Da sich dies unmittelbar aus den Vorschriften des BVG ergibt, besteht für den ... Senat kein Anlaß zu prüfen, ob und inwieweit die Rechtslage, die nach der Rechtsprechung des Reichsversorgungsgerichts zu § 57 des Reichsversorgungsgesetzes hinsichtlich der nach § 2 des Altrentnergesetzes ohne Nachuntersuchung erlassenen "Umanerkennungsbescheide" bestanden hat, dieselbe gewesen ist, wie die Rechtslage, die nach § 62 Abs. 1 BVG hinsichtlich der nach § 86 Abs. 3 BVG ohne ärztliche Nachuntersuchung ergangenen Bescheide besteht (vgl. insoweit BSG 11, 236 ff).

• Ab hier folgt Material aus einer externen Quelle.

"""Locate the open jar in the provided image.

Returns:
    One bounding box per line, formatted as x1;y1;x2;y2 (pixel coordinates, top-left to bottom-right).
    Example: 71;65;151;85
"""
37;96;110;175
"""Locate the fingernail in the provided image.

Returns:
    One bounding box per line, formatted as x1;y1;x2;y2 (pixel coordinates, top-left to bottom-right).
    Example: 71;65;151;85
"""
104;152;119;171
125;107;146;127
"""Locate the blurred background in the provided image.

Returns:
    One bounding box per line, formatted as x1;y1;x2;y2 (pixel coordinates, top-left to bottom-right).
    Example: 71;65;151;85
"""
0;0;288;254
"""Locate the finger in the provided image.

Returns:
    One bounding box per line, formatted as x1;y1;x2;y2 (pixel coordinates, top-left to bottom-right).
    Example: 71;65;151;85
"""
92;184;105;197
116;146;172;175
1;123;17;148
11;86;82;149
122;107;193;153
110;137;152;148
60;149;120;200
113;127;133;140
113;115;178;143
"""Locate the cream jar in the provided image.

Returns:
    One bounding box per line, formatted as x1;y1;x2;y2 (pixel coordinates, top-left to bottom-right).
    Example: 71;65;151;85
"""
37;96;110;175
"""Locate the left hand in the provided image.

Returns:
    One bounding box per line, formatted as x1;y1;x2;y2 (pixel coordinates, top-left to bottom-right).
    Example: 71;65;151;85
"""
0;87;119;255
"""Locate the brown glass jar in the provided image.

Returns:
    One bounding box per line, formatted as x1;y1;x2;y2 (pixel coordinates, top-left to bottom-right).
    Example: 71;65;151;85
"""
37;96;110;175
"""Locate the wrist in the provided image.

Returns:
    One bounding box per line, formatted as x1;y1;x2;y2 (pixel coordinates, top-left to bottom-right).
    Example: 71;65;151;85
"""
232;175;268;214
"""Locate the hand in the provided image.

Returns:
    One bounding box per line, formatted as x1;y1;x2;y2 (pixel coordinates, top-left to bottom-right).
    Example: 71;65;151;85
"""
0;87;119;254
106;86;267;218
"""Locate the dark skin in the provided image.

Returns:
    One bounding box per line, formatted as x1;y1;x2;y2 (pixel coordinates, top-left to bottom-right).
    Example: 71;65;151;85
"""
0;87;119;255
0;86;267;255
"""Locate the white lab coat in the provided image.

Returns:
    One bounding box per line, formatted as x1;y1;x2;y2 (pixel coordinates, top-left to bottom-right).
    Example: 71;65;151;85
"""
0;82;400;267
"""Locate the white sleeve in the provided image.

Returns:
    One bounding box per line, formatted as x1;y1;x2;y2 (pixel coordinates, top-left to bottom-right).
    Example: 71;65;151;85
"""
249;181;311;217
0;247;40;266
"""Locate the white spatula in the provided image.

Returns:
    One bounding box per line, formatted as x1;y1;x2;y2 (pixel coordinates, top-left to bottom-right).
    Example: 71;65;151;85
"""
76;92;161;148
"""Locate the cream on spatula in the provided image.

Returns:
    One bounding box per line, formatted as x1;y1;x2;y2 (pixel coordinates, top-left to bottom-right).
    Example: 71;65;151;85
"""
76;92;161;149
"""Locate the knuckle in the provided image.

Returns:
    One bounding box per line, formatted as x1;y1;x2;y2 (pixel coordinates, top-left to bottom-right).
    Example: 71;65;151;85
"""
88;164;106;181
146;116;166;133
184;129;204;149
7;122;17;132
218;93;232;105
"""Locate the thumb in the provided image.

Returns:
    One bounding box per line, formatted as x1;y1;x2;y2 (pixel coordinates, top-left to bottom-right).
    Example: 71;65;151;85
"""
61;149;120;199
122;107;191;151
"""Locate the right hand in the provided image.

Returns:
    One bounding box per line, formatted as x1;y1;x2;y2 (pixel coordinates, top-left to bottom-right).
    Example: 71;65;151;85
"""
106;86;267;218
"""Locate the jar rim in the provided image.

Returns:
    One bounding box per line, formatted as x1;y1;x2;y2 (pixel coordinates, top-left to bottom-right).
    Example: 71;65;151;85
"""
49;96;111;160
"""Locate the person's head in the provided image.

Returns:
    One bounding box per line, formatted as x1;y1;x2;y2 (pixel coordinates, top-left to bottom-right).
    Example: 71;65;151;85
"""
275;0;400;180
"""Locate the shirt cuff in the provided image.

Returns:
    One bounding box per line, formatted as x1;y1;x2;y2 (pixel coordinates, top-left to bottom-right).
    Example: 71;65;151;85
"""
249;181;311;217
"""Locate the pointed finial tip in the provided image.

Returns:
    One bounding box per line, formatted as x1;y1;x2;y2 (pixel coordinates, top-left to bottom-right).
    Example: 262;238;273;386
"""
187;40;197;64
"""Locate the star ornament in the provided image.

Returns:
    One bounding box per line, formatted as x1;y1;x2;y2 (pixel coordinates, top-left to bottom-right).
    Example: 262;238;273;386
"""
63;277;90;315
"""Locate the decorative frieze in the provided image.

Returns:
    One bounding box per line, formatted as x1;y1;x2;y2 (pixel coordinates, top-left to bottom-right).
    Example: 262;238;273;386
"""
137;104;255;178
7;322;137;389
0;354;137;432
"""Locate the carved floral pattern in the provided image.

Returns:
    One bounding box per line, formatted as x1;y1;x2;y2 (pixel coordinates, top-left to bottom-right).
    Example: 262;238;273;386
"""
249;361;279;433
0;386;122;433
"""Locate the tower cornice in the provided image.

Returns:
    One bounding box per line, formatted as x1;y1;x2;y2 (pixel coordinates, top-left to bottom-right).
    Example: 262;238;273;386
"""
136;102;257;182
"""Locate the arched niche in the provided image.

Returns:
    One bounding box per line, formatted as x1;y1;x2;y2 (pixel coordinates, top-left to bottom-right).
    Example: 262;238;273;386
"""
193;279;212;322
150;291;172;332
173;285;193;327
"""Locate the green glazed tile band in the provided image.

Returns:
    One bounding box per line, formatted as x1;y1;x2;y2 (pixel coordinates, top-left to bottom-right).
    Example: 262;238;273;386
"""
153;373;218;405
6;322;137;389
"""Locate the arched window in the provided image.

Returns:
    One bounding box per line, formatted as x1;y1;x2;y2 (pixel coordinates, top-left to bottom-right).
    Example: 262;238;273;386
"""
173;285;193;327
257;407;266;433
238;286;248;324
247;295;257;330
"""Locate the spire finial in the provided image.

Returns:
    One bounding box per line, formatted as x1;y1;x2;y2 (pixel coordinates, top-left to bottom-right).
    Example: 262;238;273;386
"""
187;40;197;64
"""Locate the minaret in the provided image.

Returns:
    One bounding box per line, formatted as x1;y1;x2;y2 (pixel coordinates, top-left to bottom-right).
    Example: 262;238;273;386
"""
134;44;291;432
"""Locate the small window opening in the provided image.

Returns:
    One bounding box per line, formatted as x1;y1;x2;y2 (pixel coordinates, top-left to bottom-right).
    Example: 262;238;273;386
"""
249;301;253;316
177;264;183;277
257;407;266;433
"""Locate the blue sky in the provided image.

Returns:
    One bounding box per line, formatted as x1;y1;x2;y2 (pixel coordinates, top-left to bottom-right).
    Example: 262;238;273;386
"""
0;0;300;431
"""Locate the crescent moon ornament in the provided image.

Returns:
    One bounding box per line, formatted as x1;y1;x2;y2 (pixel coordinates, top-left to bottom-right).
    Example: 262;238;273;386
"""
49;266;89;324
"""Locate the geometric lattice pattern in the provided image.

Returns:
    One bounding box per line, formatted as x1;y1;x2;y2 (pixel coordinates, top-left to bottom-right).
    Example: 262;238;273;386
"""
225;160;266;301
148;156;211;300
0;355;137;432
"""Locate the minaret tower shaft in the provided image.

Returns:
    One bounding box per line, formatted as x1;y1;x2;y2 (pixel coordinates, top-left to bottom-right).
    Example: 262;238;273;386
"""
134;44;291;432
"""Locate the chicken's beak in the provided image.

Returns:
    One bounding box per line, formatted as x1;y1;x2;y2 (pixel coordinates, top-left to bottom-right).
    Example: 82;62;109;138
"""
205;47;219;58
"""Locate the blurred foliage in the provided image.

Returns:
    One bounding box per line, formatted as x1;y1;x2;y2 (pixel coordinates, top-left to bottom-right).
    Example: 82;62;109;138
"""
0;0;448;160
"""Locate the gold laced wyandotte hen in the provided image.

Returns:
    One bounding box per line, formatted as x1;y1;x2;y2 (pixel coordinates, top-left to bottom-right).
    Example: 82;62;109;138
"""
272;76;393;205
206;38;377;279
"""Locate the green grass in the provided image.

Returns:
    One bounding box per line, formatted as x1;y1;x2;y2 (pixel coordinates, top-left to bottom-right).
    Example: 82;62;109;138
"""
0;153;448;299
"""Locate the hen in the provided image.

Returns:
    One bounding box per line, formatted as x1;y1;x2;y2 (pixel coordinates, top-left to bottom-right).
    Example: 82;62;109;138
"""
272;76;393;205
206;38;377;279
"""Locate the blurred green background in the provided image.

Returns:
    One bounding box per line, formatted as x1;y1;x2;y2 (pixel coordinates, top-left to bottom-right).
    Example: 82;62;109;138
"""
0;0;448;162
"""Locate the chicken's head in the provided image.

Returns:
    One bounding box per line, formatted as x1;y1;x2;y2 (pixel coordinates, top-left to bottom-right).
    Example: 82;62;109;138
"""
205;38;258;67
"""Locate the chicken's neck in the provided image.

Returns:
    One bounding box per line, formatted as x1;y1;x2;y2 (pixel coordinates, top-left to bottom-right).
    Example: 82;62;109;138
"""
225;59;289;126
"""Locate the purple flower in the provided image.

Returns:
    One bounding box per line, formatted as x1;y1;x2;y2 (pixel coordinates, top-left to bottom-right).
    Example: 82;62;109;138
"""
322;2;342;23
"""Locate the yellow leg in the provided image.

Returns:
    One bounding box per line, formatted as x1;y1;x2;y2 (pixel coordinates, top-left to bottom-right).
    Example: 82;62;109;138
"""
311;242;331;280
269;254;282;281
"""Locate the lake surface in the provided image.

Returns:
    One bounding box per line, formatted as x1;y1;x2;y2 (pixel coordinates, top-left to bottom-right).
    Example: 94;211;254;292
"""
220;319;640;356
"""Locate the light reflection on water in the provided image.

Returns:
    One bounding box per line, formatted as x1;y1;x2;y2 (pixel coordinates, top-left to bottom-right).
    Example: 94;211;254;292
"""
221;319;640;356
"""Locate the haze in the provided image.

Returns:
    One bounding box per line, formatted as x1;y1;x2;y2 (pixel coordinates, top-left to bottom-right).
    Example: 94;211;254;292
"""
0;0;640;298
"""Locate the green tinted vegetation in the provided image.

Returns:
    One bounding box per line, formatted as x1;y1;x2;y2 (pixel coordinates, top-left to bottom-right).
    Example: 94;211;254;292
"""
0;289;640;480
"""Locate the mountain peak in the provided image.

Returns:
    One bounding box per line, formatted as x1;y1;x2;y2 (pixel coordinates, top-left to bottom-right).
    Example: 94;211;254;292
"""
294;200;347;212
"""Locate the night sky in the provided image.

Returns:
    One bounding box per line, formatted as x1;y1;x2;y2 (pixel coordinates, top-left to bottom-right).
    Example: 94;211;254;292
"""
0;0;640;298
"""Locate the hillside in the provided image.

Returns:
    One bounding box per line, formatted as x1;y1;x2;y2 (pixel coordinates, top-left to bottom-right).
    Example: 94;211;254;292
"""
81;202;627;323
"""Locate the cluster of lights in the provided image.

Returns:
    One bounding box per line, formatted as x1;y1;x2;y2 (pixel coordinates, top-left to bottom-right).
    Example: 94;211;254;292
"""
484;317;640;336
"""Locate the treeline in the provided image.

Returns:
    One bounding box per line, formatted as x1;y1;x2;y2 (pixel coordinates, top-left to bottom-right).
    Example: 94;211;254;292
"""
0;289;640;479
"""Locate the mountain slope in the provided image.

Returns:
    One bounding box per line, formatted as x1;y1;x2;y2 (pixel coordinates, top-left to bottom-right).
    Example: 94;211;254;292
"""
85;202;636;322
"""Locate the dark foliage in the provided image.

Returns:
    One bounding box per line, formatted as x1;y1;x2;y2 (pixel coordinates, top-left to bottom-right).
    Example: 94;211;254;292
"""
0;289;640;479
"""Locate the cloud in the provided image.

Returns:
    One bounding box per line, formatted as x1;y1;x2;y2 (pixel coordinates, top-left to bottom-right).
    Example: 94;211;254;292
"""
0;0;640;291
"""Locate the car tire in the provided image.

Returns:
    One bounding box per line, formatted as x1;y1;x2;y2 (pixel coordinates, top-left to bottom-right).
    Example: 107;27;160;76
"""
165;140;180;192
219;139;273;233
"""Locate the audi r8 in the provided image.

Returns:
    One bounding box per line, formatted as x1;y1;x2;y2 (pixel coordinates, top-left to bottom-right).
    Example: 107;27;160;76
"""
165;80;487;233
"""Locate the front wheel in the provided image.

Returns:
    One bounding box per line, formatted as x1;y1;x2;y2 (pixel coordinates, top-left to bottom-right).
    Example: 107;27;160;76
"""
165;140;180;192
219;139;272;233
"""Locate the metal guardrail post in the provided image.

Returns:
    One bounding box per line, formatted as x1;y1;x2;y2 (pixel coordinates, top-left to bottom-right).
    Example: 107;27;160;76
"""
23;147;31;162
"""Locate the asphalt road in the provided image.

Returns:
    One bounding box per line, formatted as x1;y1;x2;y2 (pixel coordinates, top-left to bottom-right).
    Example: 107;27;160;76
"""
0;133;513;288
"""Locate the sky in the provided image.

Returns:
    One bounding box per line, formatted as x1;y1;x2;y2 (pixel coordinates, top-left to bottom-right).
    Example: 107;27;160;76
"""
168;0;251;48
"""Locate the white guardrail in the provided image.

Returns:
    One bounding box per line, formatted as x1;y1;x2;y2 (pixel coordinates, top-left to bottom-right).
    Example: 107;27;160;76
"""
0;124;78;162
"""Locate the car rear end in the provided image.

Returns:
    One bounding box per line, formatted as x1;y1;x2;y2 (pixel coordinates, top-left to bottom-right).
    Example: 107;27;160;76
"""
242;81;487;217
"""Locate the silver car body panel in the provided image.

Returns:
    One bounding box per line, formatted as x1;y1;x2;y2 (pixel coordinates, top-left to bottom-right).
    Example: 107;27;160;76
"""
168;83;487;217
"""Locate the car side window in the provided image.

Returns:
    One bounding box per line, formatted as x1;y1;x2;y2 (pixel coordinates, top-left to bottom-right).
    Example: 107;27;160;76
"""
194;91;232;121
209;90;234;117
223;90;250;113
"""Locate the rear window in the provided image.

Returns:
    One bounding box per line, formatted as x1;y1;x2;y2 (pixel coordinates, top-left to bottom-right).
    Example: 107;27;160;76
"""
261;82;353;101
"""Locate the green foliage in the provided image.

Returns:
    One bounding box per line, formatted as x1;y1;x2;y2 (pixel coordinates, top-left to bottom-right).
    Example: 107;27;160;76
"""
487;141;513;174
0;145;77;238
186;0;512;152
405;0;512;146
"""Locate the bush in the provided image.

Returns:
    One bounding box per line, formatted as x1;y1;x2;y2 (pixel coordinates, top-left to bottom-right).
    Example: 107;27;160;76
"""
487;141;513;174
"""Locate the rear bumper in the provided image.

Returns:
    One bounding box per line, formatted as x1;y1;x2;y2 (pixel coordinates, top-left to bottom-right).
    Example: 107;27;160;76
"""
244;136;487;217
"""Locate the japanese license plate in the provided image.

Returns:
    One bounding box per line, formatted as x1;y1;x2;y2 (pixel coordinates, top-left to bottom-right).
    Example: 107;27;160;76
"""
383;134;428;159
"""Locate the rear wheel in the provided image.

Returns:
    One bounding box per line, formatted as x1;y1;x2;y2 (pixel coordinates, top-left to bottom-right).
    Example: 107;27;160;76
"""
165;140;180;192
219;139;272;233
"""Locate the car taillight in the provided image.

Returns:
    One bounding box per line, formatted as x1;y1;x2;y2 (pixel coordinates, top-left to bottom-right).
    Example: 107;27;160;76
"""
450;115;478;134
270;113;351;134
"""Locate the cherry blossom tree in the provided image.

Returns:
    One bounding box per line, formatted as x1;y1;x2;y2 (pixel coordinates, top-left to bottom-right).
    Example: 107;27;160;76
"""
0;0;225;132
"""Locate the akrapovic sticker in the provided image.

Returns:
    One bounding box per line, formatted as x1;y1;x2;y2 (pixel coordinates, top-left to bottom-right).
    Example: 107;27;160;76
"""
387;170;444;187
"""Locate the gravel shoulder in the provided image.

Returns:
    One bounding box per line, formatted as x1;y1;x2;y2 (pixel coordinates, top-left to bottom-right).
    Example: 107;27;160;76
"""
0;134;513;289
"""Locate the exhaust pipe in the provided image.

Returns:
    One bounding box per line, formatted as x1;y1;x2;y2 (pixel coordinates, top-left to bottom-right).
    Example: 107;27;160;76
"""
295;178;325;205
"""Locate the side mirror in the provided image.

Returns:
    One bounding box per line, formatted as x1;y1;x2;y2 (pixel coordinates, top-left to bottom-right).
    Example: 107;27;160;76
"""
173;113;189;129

Der Senat macht sich diese Ausführungen zu eigen. Er weist nur noch darauf hin, daß dem Versorgungsrecht von jeher die Rentenfeststellung ohne Ermittlung der derzeitigen Schädigungsfolgen nicht fremd gewesen ist, was zu einer anderen als der sonst üblichen Vergleichsbasis bei einer Neufeststellung der Rente wegen einer wesentlichen Änderung der Verhältnisse geführt hat.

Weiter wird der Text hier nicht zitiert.